In 2010, I noted that while the flotilla participants were struggling to get into Gaza, thousands of Gazans would do almost anything to get out. “It’s not because of the Israeli-Egyptian blockade,” I wrote. “It’s because Hamastan does not give a damn about human rights and is not a nice place to live.”

It is even more true now. Thousands of rockets have been launched on Israel in the intervening years, and hundreds of kilometers of terror tunnels have been constructed by Hamas. What a waste of an opportunity to build a Palestinian state instead of trying to destroy the Jewish one. Incidentally, among the greatest dangers facing Greta, et al, were the Houthi missiles still being launched at Israel.

Perhaps one reason the flotilla didn’t make the waves the participants hoped for is that international attention was directed elsewhere, including the riots that rocked the French capital after fanatic supporters of Qatari-owned Paris Saint-Germain Football Club celebrated its Champion League win, and the major clashes in Los Angeles between protesters and law enforcement officers over the crackdown on illegal immigration.

The whole voyage was an exercise in the ridiculous – no wonder there were Titanic-style memes of Greta after she posted pictures of herself wearing a (culturally appropriated) keffiyeh and skimpy shorts (which under Hamas-imposed Sharia law would have been removed or covered up, had she made it to Hamas-controlled territory.)

The steadily growing “red-green alliance” has led the far Left to jump into the same bed – or boat – as Islamist jihadists.

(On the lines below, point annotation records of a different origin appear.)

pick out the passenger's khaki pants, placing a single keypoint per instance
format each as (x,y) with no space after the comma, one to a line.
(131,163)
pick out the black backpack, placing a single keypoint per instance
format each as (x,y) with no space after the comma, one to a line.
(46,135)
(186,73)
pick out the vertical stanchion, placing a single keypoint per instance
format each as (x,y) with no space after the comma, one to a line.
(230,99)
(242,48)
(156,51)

The world needs to find and fix its moral compass to chart a safe course in these troubled waters.

As Spiked editor Brendan O’Neill put it: “It’s brilliant to see the fizzling out of this summer jaunt to the Med masquerading as a moral crusade. For nothing has ever captured the lazy theatrics and fake virtue of modern activism as much as Greta’s dumb boat did… The ship of fools was always more interested in raising awareness about itself and its moral brilliance than about the needs of Gaza’s civilians.”

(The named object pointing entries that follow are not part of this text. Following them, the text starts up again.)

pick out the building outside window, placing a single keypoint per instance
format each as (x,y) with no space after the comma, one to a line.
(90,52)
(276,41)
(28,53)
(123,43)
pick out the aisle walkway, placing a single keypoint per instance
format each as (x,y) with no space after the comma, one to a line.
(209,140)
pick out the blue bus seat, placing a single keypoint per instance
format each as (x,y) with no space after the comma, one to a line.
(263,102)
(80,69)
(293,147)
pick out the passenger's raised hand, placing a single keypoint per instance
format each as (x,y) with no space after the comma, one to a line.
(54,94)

But before we get carried away with Israel’s success at averting a PR disaster, a Global March to Gaza is taking place overland from Tunisia through Egypt. And, as O’Neill also pointed out: “We need to get real about what it tells us about our times. This flurry of keffiyehs in the sea, and the cheering of it by the media elites, confirms that your virtue is now measured by how much you hate Israel...

“You don’t need a PhD on 20th-century Europe to recognize how dangerous it is for the self-righteous of the West to define themselves in direct and furious opposition to the world’s only Jewish nation.”